I am writing this article from the center of Mexico. As I write, my wife is talking on the phone with a friend in Nebraska. This week, I’ve received several calls reminding me to vote and the Kansas State Unemployment office called me to tell me that one of my businesses was overpaying on unemployment tax.
All of this wouldn’t be possible without the internet. Where I’m at in Durango Mexico I was able to get a low speed cable modem connection for about $31USD per month. The connection is only 512k, but it works great for all of our communication. We use Vonage for our phone. They provided us with a small device that plugs into our router and our standard cordless phone plugs into the phone jack on it. Our number is the same as what we had in the US, so many people who call us don’t even know we are in Mexico.
I’m just waiting for Direct TV to call and try to sell me their satellite system. I’ll say yes to everything they offer and then when they ask for my address, give them the address here in Mexico just to see what they do. (They don’t offer service in Mexico.) I know, I’m mean, but it will be nice vindication for the number of times they have called me while I was in the States.
Anyway back to the VoIP phones. We paid for the unlimited service with Vonage which only costs $25 per month. That was up from our previous cost of $15 per month for 500 minutes. In the U.S. the lower number of minutes worked out just fine because we used our cell phones a lot. Right now we aren’t using cell phones down here (at $1.50 per minute we don’t really want to), so most of our calls to the US are on the Vonage line.

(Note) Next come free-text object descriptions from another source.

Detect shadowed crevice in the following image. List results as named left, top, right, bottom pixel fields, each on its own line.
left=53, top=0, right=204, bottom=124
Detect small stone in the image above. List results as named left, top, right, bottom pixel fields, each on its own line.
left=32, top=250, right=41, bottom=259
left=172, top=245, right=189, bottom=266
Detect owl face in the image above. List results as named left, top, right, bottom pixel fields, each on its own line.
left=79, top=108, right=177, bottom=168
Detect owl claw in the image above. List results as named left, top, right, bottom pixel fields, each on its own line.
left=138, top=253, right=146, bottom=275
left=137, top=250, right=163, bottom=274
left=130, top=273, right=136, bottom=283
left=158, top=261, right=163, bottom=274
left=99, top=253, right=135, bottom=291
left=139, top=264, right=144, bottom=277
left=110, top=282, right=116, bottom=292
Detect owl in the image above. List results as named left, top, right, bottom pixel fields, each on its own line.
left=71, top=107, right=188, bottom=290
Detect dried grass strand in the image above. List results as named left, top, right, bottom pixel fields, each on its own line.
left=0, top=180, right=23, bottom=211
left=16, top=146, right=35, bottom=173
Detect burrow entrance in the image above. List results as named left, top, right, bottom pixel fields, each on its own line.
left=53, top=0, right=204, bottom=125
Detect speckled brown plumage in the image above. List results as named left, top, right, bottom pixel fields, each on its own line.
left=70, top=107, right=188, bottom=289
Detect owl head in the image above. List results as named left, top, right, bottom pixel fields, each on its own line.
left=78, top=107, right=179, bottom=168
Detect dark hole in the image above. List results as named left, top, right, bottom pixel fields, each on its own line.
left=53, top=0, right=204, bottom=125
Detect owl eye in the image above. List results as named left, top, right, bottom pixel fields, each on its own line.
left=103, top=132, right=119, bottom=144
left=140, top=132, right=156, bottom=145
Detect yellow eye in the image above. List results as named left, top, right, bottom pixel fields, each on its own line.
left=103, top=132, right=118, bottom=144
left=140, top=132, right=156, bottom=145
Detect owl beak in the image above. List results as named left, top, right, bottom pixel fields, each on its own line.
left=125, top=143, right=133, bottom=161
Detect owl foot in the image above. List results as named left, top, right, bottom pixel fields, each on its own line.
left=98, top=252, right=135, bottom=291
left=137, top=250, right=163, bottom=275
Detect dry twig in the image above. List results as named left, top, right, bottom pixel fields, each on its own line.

I’ve heard of some companies offering Vonage like service, but with unlimited calling to the US and Mexico for less than $40 per month. We may look at doing that once we become better at speaking the language, but right now Vonage is working very well for what we need. We can call Mexican numbers for about $0.09 per minute. It isn’t particularly cheap, but with the low number of calls we make, it is a lot cheaper than trying to get a TelMex (the Mexican telephone company) phone line.